B. DÉPASSER LA COOPÉRATION ACTUELLE

Il paraît dès lors indispensable de dépasser les coopérations actuelles, non pour les remettre en cause mais pour leur donner davantage de moyens, développer de nouvelles pistes d'actions et renforcer les synergies.

1. Les limites de la coopération actuelle

a) Des montants limités

L'aide de la France est en net recul depuis l'interruption en 1996 d'une longue série de protocoles financiers en faveur du Yémen (937 millions de Francs entre 1977 et 1996). Les montants financiers engagés sont aujourd'hui modestes :

La programmation pour l'année 2001 prévoyait l'affectation de 7.209.126 francs au Yémen, se répartissant comme suit au sein du ministère des affaires étrangères :

Direction de l'Audiovisuel et des Techniques de Communication : 218.727 francs
Direction de la Coopération Culturelle et du Français : 3.547.867 francs
Direction du Développement et de la Coopération Technique : 1.071.107 francs
Direction de la Coopération Scientifique, Universitaire et de Recherche : 1.121.425 francs
Direction de la Stratégie, de la Programmation et de l'Évaluation : 1.250.000 francs

S'ajoutent à ces crédits les fonds de contrepartie générés par la vente de l'aide alimentaire française (10.000 tonnes de farines de blé en 2000 au lieu de 6.100 en 1999). Ces fonds de contreparties sont destinés à financer des projets dans le domaine agricole et rural, axé sur la sécurité alimentaire, ainsi qu'un appui aux secteurs de l'irrigation et de la pêche.

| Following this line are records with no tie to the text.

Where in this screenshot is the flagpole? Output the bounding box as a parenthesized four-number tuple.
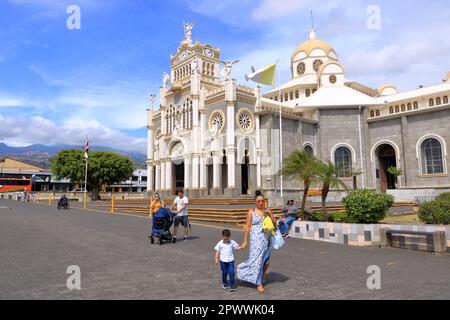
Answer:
(84, 159, 88, 209)
(83, 137, 88, 210)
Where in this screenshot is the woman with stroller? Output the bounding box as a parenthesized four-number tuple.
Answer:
(237, 191, 277, 293)
(148, 193, 165, 239)
(149, 193, 165, 219)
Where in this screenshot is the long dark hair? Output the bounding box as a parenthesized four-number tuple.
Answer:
(254, 190, 264, 200)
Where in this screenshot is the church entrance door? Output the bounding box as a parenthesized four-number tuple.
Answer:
(376, 144, 397, 193)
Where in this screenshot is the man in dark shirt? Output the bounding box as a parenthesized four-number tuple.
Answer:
(279, 200, 300, 238)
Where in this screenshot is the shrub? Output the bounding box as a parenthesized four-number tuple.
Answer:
(435, 192, 450, 202)
(418, 199, 450, 225)
(303, 210, 325, 222)
(329, 212, 348, 223)
(342, 189, 394, 223)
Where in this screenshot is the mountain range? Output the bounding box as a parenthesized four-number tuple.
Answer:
(0, 143, 147, 169)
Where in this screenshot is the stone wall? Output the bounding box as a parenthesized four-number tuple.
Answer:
(291, 221, 450, 250)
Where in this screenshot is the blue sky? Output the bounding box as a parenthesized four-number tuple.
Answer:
(0, 0, 449, 153)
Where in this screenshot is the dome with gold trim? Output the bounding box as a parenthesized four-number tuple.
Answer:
(291, 28, 338, 62)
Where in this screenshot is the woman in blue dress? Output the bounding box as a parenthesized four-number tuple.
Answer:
(237, 193, 277, 293)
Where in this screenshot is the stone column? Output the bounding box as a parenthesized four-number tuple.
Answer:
(165, 159, 172, 193)
(160, 159, 166, 191)
(199, 109, 208, 190)
(213, 153, 221, 192)
(192, 155, 199, 192)
(225, 79, 237, 190)
(146, 163, 155, 193)
(191, 84, 200, 191)
(256, 114, 262, 189)
(184, 155, 191, 190)
(199, 155, 207, 190)
(155, 161, 161, 191)
(146, 108, 154, 193)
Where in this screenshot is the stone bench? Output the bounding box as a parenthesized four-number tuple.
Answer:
(380, 228, 447, 255)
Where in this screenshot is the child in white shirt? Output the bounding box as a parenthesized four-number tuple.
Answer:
(214, 229, 242, 292)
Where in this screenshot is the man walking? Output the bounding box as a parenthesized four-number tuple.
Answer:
(171, 189, 189, 243)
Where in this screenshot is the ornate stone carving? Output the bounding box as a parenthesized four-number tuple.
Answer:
(220, 60, 239, 80)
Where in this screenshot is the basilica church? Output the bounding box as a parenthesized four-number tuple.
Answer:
(146, 24, 450, 204)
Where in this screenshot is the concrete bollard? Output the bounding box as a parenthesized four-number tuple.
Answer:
(379, 228, 390, 248)
(433, 231, 447, 255)
(111, 194, 115, 214)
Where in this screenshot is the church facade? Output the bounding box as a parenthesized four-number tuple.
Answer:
(146, 25, 450, 203)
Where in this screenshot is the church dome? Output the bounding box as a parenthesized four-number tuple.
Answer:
(291, 28, 337, 62)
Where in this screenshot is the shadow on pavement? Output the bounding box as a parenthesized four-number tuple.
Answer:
(237, 272, 290, 289)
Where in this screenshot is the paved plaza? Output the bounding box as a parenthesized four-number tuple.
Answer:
(1, 199, 449, 300)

Le relevé de la dernière commission mixte franco-yéménite de novembre 1999, qui constitue le cadre de référence de l'action française de coopération à moyen terme, met l'accent sur l'axe traditionnel de la coopération culturelle et linguistique mais aussi sur l'aide au développement de l'État de droit.

L'aide au développement française reste malheureusement bien en deçà de l'aide octroyée par d'autres pays européens comme l'Allemagne, Les Pays-Bas et l'Espagne, même si la France contribue à hauteur de 20% aux crédits de l'Union Européenne mis à disposition du Yémen.

b) Une priorité à la francophonie

L'aide française a une spécificité qui la distingue encore des autres actions de coopération étrangères en ce qu'elle met l'accent sur l'éducation et la coopération linguistique. Si cette action ne répond pas à toutes les attentes des autorités yéménites, elle permet de donner une visibilité supérieure aux moyens effectivement mis à disposition et permet d'investir un champ ignoré des autres pays occidentaux. Elle pose néanmoins question dans un pays où la francophonie est traditionnellement inexistante et où le taux d'analphabétisme est aussi élevé.

L'enseignement du français absorbe une part importante des crédits affectés à la coopération et mobilise l'essentiel des bourses 41( * ) et du personnel dont dispose le poste de coopération à Sanaa.

Cette promotion du français porte ses fruits puisque dix lycées yéménites comportent aujourd'hui un cursus du français qui concerne 25 professeurs et 8.820 élèves. La création d'un corps d'inspecteur de français en juin 1999 a même permis l'introduction d'une épreuve de français au baccalauréat national.

Dans l'enseignement supérieur, quatre universités sont dotées de départements de français à part entière : Sanaa, Aden, Taëz et Dhamar. Une première promotion de licenciés est sortie en 1995 de Sanaa, en 1997 d'Aden et en 1998 de Taëz.

La délégation du groupe sénatorial a eu le plaisir d'inaugurer le nouveau bâtiment du département de français de l'université d'Aden et de féliciter l'action du corps professoral.

Elle a remarqué que les enseignants de français à l'université et des centres culturels étaient pour une part constitués de Français d'origine algérienne qui font le pont entre arabe et français d'une manière extrêmement efficace et passionnée.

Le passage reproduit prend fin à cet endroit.